Inference and Predictions from Poisson Point Processes Incorporating Expert Knowledge

Article excerpt

1. INTRODUCTION

The use of the nonhomogeneous Poisson point process (NHPP) has recently gained popularity in failure data analysis as a simple and versatile tool to assess the growth or decay of reliability of a complex system and to predict the life behavior of such systems. Special chapters in books such as those by Thompson (1988) and by Crowder, Kimber, Smith, and Sweeting (1991) have been devoted to this topic. But most of the existing inference and prediction procedures for the NHPP have been based on the sample theory approaches, especially those involving the method of maximum likelihood and its associated large-sample theory (cf. Crow 1974; Crowder et al. 1991, pp. 167-174; Karr 1986, pp. 94-124). Bayesian approaches with meaningfully chosen priors would bring improvements to the analysis, because of their ability to incorporate expert knowledge into the inferential mechanism. But the few Bayesian approaches that have been proposed (see, for example, Guida, Calabria, and Pulcini 1989 and Kyparisis and Singpurwalla 1984) are less than satisfactory, because the prior distributions used are chosen more for their mathematical convenience than due to a realistically motivated argument. In this article we describe a Bayesian approach for inference and predictions from a NHPP using a formally developed framework for constructing prior distributions that incorporate expert knowledge and engineering information. Thus our proposed approach should prove superior to both the sample theory methods that do not use expert information and the existing Bayesian approaches that do not better exploit the knowledge that is available. A noteworthy feature of our approach is that the expert opinion is elicited on the mean value function of the process, irrespective of its functional form. This is preferable to eliciting opinion on the unobservable and abstract parameters of the process.

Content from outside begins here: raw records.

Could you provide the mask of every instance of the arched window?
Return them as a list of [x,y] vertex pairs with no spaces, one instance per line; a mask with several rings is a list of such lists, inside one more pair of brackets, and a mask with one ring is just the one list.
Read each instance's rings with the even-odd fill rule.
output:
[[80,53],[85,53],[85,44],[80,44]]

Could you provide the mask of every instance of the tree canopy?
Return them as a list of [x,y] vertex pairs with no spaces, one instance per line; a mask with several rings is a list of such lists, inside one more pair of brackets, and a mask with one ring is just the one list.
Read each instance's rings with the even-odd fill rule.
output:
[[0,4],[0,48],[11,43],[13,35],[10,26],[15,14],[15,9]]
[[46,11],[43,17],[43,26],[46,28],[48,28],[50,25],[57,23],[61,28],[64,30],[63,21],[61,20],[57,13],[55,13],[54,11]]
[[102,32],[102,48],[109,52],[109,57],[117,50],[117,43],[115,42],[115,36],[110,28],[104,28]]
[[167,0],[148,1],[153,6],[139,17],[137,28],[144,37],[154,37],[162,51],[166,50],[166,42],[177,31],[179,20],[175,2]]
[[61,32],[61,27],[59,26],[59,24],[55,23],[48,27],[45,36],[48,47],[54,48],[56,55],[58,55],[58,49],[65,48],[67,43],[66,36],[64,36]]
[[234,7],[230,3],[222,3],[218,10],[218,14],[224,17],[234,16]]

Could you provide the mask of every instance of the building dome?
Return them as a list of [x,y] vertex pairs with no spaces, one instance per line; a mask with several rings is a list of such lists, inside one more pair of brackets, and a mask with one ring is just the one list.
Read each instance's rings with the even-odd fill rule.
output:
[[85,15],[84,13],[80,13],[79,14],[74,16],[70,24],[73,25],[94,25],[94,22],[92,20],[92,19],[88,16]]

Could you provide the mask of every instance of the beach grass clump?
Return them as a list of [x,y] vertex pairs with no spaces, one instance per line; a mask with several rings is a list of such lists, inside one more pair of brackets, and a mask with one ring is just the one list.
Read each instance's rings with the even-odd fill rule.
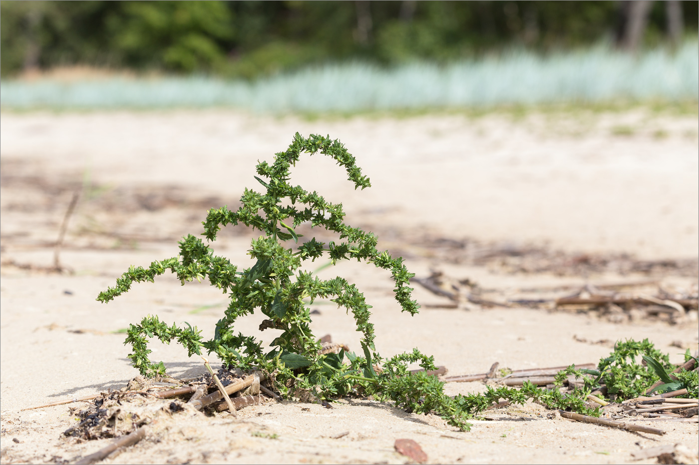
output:
[[699,44],[632,54],[599,45],[542,54],[512,50],[445,64],[326,64],[254,81],[206,76],[3,80],[3,110],[224,107],[261,113],[686,102],[699,98]]

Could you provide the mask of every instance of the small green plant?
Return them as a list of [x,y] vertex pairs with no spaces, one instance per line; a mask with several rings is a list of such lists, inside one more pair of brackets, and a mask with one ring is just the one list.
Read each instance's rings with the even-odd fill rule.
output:
[[[687,361],[690,357],[689,352],[685,354]],[[675,368],[670,362],[668,355],[656,349],[647,339],[640,342],[627,339],[614,344],[614,350],[609,357],[600,360],[596,370],[576,369],[575,365],[571,365],[556,375],[555,384],[561,386],[568,376],[573,375],[582,380],[584,389],[588,392],[604,385],[608,396],[624,400],[645,395],[646,390],[661,380],[663,384],[655,388],[654,391],[668,392],[686,388],[687,395],[693,395],[696,398],[697,371],[683,369],[674,374],[677,378],[675,380],[670,378],[669,373]]]
[[[304,138],[297,133],[286,152],[275,154],[273,164],[258,163],[257,174],[266,180],[257,176],[255,179],[264,188],[264,193],[246,189],[237,211],[226,207],[209,210],[203,223],[203,235],[210,242],[215,240],[222,226],[229,224],[243,223],[259,230],[261,235],[252,239],[248,252],[257,260],[254,265],[239,271],[228,259],[214,255],[201,239],[189,235],[179,243],[178,257],[154,261],[147,268],[131,267],[117,279],[114,288],[100,293],[97,300],[108,302],[128,291],[134,282],[152,282],[168,270],[175,274],[182,284],[208,279],[212,286],[228,293],[230,302],[209,341],[202,340],[196,327],[186,323],[186,327],[174,323],[168,326],[156,316],[149,315],[140,324],[130,325],[124,344],[131,344],[129,358],[142,374],[153,376],[165,373],[162,362],[155,363],[149,358],[148,339],[157,337],[166,344],[176,339],[189,356],[201,355],[203,348],[215,353],[226,367],[262,370],[274,388],[287,398],[330,400],[350,394],[374,395],[390,399],[398,406],[417,413],[435,412],[464,430],[470,427],[468,418],[501,398],[519,404],[533,398],[549,408],[598,415],[597,410],[585,405],[579,393],[563,396],[558,390],[547,391],[528,383],[521,390],[489,387],[484,394],[452,398],[444,394],[444,383],[436,376],[408,369],[412,363],[419,363],[425,370],[435,369],[433,357],[416,348],[410,353],[383,359],[374,344],[374,327],[369,322],[371,306],[359,290],[342,277],[322,281],[298,269],[303,262],[314,261],[326,254],[333,265],[350,259],[372,263],[391,274],[396,300],[403,311],[411,315],[417,313],[419,307],[411,300],[412,288],[408,286],[414,275],[402,258],[376,249],[377,238],[374,234],[346,225],[342,204],[331,203],[317,192],[309,193],[289,183],[289,168],[304,152],[312,155],[319,152],[333,158],[346,170],[355,189],[370,186],[368,178],[355,164],[354,157],[339,141],[314,135]],[[298,244],[301,235],[296,230],[307,222],[312,228],[324,228],[338,233],[340,241],[346,240],[325,244],[313,237],[294,250],[288,245],[291,241]],[[319,340],[309,327],[310,310],[305,300],[312,303],[316,299],[328,297],[352,312],[356,330],[362,333],[360,354],[344,350],[321,354]],[[268,352],[254,337],[236,334],[234,330],[237,318],[258,310],[266,317],[261,330],[282,330]],[[379,365],[382,370],[375,369]]]

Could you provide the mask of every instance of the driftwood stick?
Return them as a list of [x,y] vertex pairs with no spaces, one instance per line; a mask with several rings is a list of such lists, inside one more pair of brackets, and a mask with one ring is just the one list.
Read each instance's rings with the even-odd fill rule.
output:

The idea of using expert knowledge and engineering information in a Bayesian analysis of time to failure models is not new (cf. Lindley and Singpurwalla 1986; Singpurwalla 1988). But what is new here is a consideration of this idea to a new class of models, namely the point process models. Thus to summarize, the methodological innovation of this article is the development of a formal mechanism for Bayesian inference in a general Poisson point process model using priors that have been motivated by expert knowledge or engineering information on the mean value function of the process.

To illustrate the applicability of our approach, we consider two scenarios, one from software engineering and the other from the railroad industry. The first scenario pertains to the number of failures in a piece of software during its debugging. The predictive distribution of the number of failures is a necessary input to a model that determines the optimal time for which the software needs to be tested and debugged prior to its release (see, for example, Singpurwalla 1991). We model the failure-generating mechanism via a NHPP indexed over time. In the second scenario our focus of interest is the number of defects in a railroad track as a function of the cumulative load in million gross tons (MGT) that it carries. The number of defects increases with the MGT carried, and the track is replaced when the former becomes excessive. The optimal decision for track replacement is based on an economic analysis that balances costs and risks. An essential input to the economic analysis is the predictive distribution of the number of defects as a function of the MGT. Here we model the number of defects in a track segment via the NHPP indexed by the MGT.

In the two scenarios, expert knowledge or engineering information arises via the following considerations. With regard to the software engineering problem, expert information is provided by the software engineer's empirical knowledge about a particular piece of software. Such knowledge is generally based on the number of lines of code in the software, the number of modules, the data obtained when testing the individual modules, the operational profile, and other factors. …